Нет, эти игрища молодых уже не для него, не для дряхлеющего тела, хотя дух, нестареющий его дух протестует и не соглашается. Физические силы уходят стремительнее, чем духовные. Значит, что-то тут не так. Мудрая природа не могла допустить такого большого разрыва. Получилась промашка в самой человеческой жизни. Люди запрограммированы жить дольше, и сама среда их обитания, или, как говорят молодые и беззаботные «Леонардо», качество жизни, уродливо укорачивает человеку годы. С ясной, умной и здоровой памятью, только-только став подходить к вершине своего развития, человек не может уходить из жизни. В нем должно все угасать покойно и равномерно, как угасает осенью природа, как догорает костер…

А пока совершается величайшая несправедливость. Возможно, эти молодые там, в двадцать первом веке, и попадут на праздник отмены несправедливости. Через двадцать лет они войдут в пору своей духовной зрелости, а это уже случится в в третьем тысячелетии, и тогда, наверное, не будет этого оскорбляющего разрыва между телом и духом, придут гармония и согласие. Человека не станут мучить болезни. Он будет уходить из жизни естественно и легко, как путник, одолевший перевал, с сознанием, что прошел свою вершину.

Эти мысли придавили Митрошина, и он никак не мог от них отбиться. Он знал расхожие, повторяемые всуе людьми слова «умирать не хочется никому», но они были про кого-то другого, а не про него, и он тоже повторял их вслед за другими. Но вот теперь, когда постоянная, неусыпная боль стала все злее и нещаднее рвать и разламывать тело, Иван Матвеевич почувствовал и понял в этих словах совсем другой, только одного его касающийся смысл. Это ему, а не кому-то вообще надо уходить из жизни, уходить не из дома, не переезжать в чужой город, к чужим людям, а отправляться навсегда, чтобы никогда уже больше не вернуться, чтобы никогда больше не быть. О, это совсем другое, не то суетное, о чем мы обычно думаем и что делаем! Совсем не то…

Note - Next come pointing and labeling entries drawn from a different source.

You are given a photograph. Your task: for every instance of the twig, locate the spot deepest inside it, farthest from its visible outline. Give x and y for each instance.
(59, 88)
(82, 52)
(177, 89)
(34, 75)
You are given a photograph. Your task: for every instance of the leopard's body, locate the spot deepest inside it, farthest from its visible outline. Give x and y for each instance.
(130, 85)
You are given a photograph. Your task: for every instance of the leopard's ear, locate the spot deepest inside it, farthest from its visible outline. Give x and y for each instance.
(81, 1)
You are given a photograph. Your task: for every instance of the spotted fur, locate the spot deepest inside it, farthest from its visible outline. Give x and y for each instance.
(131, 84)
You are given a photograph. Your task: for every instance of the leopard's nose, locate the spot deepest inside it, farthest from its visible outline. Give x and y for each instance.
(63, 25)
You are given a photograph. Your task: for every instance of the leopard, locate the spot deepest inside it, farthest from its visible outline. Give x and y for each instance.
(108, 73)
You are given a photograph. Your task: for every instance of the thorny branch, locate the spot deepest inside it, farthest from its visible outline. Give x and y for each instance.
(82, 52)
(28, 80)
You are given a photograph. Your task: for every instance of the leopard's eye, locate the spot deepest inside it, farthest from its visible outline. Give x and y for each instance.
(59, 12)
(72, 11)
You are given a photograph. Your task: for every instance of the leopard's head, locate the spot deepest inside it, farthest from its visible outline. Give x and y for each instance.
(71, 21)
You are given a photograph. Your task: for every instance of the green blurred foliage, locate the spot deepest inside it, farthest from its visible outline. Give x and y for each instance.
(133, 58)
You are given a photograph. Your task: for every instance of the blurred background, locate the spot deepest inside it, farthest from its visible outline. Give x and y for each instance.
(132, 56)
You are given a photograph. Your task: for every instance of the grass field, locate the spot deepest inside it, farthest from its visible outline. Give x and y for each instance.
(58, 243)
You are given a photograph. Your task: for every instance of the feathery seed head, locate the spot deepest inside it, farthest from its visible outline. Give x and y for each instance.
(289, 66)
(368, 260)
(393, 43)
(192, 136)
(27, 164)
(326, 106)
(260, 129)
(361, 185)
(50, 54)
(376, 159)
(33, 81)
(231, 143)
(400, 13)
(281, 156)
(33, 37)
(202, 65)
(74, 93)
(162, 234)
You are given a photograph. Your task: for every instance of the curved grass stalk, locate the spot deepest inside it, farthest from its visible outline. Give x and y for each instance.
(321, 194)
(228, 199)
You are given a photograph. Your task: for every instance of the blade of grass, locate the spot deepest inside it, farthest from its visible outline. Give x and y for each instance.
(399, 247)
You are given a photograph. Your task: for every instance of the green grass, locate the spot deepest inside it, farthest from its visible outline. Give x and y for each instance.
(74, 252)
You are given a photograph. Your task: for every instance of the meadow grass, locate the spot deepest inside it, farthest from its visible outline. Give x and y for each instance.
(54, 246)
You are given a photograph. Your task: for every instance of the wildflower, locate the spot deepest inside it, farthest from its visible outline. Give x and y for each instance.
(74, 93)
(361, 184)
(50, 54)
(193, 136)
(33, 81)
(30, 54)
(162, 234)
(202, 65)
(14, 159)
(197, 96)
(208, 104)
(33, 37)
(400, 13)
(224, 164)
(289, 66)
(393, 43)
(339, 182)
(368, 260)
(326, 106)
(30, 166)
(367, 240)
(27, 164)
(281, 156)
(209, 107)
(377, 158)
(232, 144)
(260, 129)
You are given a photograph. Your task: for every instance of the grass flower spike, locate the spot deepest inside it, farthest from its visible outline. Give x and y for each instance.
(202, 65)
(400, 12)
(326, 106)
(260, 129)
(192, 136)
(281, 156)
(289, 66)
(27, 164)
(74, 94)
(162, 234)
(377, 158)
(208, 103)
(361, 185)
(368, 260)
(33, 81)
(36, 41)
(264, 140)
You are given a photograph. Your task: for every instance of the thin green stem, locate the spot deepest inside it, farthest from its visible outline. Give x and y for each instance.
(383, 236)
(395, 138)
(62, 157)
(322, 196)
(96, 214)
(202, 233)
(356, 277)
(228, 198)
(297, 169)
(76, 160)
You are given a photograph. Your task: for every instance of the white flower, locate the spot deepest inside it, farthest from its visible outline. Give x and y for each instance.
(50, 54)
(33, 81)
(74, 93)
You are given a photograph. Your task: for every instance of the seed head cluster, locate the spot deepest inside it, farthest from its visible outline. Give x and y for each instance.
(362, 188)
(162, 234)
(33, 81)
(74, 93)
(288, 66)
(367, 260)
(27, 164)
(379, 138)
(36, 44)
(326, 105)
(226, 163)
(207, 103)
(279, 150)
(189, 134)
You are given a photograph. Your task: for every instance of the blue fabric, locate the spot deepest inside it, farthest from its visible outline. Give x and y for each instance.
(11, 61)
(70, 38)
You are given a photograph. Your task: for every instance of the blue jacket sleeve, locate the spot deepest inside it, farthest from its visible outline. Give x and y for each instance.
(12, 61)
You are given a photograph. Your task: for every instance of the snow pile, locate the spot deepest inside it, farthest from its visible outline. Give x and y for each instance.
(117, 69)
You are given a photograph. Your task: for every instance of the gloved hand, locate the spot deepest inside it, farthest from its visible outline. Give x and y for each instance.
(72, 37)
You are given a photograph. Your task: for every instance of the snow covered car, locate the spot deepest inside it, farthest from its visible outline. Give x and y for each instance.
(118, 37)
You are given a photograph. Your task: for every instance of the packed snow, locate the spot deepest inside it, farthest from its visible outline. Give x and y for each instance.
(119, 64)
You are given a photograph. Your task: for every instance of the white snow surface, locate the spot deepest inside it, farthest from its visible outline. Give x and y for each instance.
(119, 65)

Мысли не отпускали Ивана Матвеевича и тогда, когда кончилось чаепитие и вся компания пошла провожать его к метро. Он шел сначала с Витой, и та, пряча личико в большой пушистый воротник дубленки, говорила ему, как у них со Стасем «все еще так неопределенно и все враздрай» (придумывают же слова!); Иван Матвеевич слушал ее жалобы, а сам думал: «Мне бы ваши заботы, славные вы мои человеки. Мне бы…»

А потом, перед самой станцией метро «Университет» к ним подошел Стась, и они начали говорить все втроем про его родителей.

– Какие же слова передать от тебя? – спросил Митрошин, стараясь отвязаться от своих тягучих и тяжелых мыслей, и они вроде бы отошли, когда Стась Буров заговорил.

– Передавайте, что все у меня хорошо. – Он глянул на Виту. Та не подняла головы, продолжая прятать лицо в воротник. Подождал, не скажет ли она что, и добавил: – Вы видели наше житье-бытье. Скажите, что все в порядке. – Он еще раз взглянул на Виту, теперь уже склонившись к ней: – Правда, Вита, у нас все в порядке?

Девушка молчала, потом, словно очнувшись, вздохнула:

– Правда…

В ее вздохе Митрошин почувствовал застарелую боль и порыв сказать еще что-то; его опять обступили собственные трудные мысли, и все размолвки и неурядицы этих молодых, которым еще жить и жить, показались не столь уж мелкими и смешными.